(小説)砂岡 4-5「わたしはレズです」
学校から電話が来た。これで何回目だろう。あぁもう!
案の定、相手は森川くんだった。
「いま、塩崎のお母さんが学校に来てる。どうする?」
「引き留めて!」
「いや、お前に会いに来てる。」
「知ってる!」
なにも知らない!
わたしは筋肉の衰えた脚で学校へ走っていた。
担任と校長がわたしを革の椅子に誘導した。わたしが塩崎の友達のひとりとして向き合ったきりだ。塩崎のお母さんがわたしの顔を覚えていること自体、不思議だ。だって、このひとにとって塩崎とわたしは赤の他人だったのだから。当然、こうやって一対一で向き合うことは初めてで、額が塩崎によく似ている。
「あなたで、間違いないわ」
塩崎のお母さんはどこかの雑誌をテーブルの上にそっと置いて、あるページを開いた。わたしがエリザベスと一緒のところに焦点が当たり、多くのカメラが向けられたそのどれかがどこかの雑誌に載った。わたしが写っているものはないと確認したはずなのに。そして、塩崎のお母さんはそこに映った写
真を頼りに人伝にわたしを見つけたのだという。
担任と校長は壁に寄りかかっている。
「こんなところではなく、外へ行きましょうか」
同感です。
「ここでいかが?」
スタバである。了解。
「娘とは特別に仲が良かったのですね」
とっ特別!?いやいやいや。
塩崎のお母さんはどさっと800グラムくらいの紙袋を置いた。
わたしはストロベリー&ベルベットブラウニーフラペチーノ®を安全な場所に移動させた。
「あなたを探していました。」
塩崎のお母さんは紙袋からプリクラを出した。ハードディスクと一緒に。
「これはほんの一部なのでしょう。」
つまり現像されたのは。という意味だ。
「ありがとう。」
「はい。」
「ハルキさん、娘に幸せな時間をくれて、本当に、ありがとう。」
「はい。」
わたしは頷いて、
「もっと一緒にいたかった。」
塩崎のお母さんの顔を見たとたん、塩崎がそこにいるような気がしたから。
「ほんとうに、大好きでした。」
塩崎のお母さんは隣にきて、ゆっくりと肩を抱きしめてくれた。
そっか、やっと告白できたんだ。
ストリートアートには「ひとがひとをひととして」と描かれている。
お墓参りをしてから、塩崎のお母さんを仮設住宅に上がった。
そこでハードディスクとプリクラが入った紙袋をくれた。
「データはコピーしたし、これもスキャンしたわ。でも、これはあなたが持てて。」
塩崎のお母さんからもらったハードディスクとプリクラはお父さんとエリザベスからのメッセージの横に置いた。

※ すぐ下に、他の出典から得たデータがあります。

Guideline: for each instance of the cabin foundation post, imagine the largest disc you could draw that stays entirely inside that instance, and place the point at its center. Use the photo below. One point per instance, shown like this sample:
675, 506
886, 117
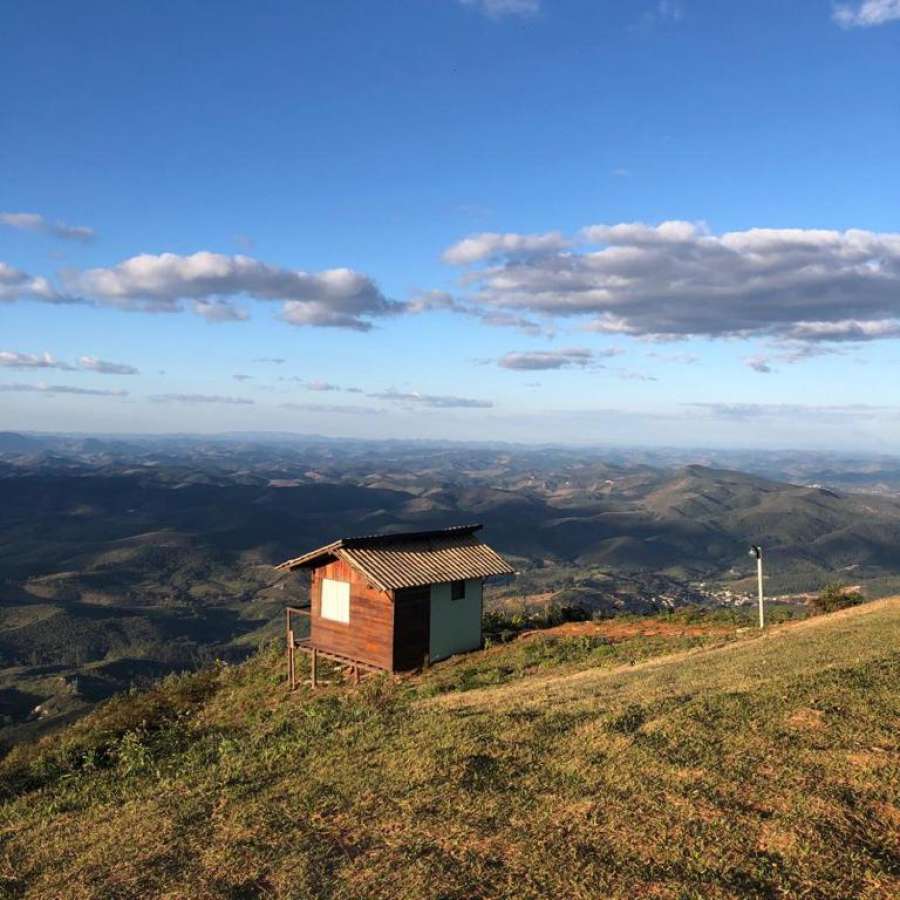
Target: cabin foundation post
289, 633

どうしてみんな自分の人生を他人に託したり、押し付けたりするんだろう。
誰かのために生きるのが正解なんだろうか。
わたしはなにがしたいんだろう。
なんでもいいか。学校に戻っても、なにも楽しくない。でもなんか、外の世界を知っているお母さんや妹が羨ましかった。わたしも外の世界へ行けるといいな。たとえその先でどんな困難があろうとも、ここよりはマシだし、乗り越えて行けるような気がする。
スマホが鳴る。中井みおさん。
「ハルキじゃん」
「そうだよ」
「人生ヒマ?」
独立後のカオス的状況で急激な経済成長を遂げている只中のイルガで中井みおさんはハッカーなっていた。
わたしはすぐに自宅を飛び出した。